Investment Trust Insider on Perpetual Income and Growth

Investment trust insider on emerging markets – James Carthew: there’s value in emerging markets as investors rush to take cover

In uncertain times, it makes sense that investors turn to sectors with defensive earnings, such as utilities and infrastructure. Ecofin Global Utilities and Infrastructure (EGL), which I hold, is trading at asset value and issuing shares. It offers an attractive yield, which is useful when all around companies are passing their dividends, and it also has much more of an earnings growth story than you might expect, as companies shift their generation mix to renewables.

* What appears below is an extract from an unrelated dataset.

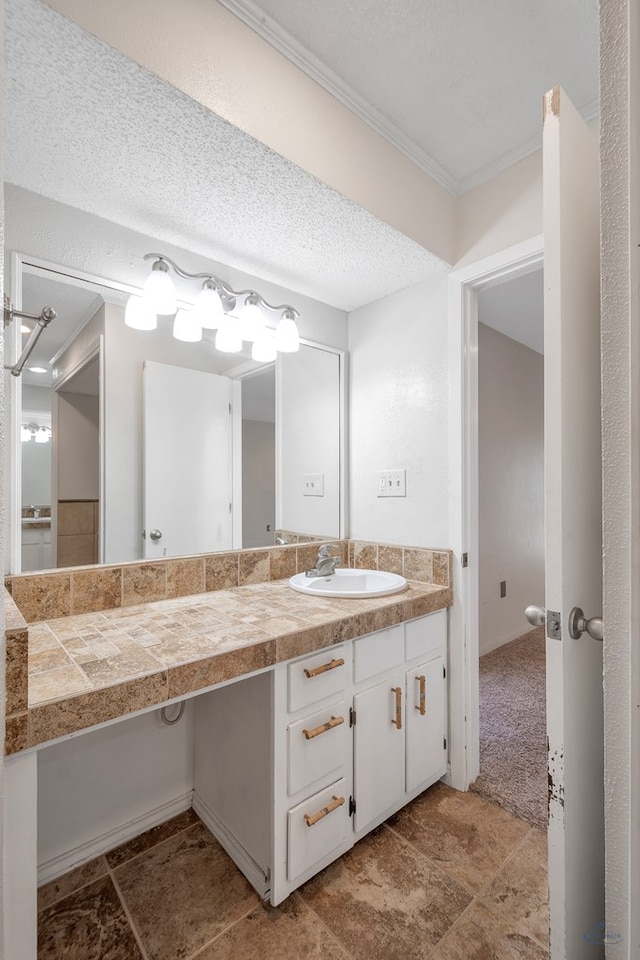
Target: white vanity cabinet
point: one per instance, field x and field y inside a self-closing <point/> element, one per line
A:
<point x="400" y="717"/>
<point x="294" y="765"/>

Sectors that offer the prospect of better-than-average growth are in demand too. Polar Capital Technology (PCT) and Allianz Technology (ATT) both trade at premiums. PCT’s shares are up by a quarter over the past three months. Scottish Mortgage (SMT) has been positively booming over the last few months, having smashed through the £10bn market cap level and now heading rapidly towards £11bn.

Normally I’d be directing you to look for bargains. For example, using the ‘Z-score’, which readers of this website’s weekly Trust Watch will know is a measure of how far a trust has moved outside its normal range, in the Global Emerging Markets sector, BlackRock Frontier Markets (BRFI) looks cheap-ish on a score of -1.6 and its shares trading nearly 7% below net asset value (NAV). [NB this was rewritten by Citywire as BRFI’s discount narrowed after I wrote this – defeating the point really – this paragraph originally read “But normally I’d be directing you to look for bargains. Here, according to Morningstar, top of the list on a Z score basis (which is a measure of how far something has moved outside its normal range) is BlackRock Frontier Markets (BRFI). Its NAV has been climbing steadily from the lows of late March but, over the past few weeks, the share price has been going nowhere, leaving it on a discount of just over 10%.”]

The trust’s NAV has climbed steadily from the lows of late March, but, over the past few weeks the share price has gone nowhere with the result the discount has widened beyond its one-year average of 1.9%. When I started writing this article the discount had reached 10% which shows you how quickly these things can change.

Actually, on an absolute basis, BRFI is now on one of the tightest discounts in its sector where the average trust trails nearly 12% below NAV, a sign that these trusts are unloved.

Scotgems (SGEM) has the widest discount at over 24% and, ahead of its redemption or exit facility next month, Jupiter Emerging & Frontier Income (JEFI) has the narrowest at 5.4%, according to Morningstar data. [Originally, this paragraph read – “Only JP Morgan Emerging (JMG) and Jupiter Emerging & Frontier income (JEFI), which both have much better performance than BRFI over the past 12 months, are trading on tighter discounts. The sector is unloved and frontier markets have lagged emerging markets“.]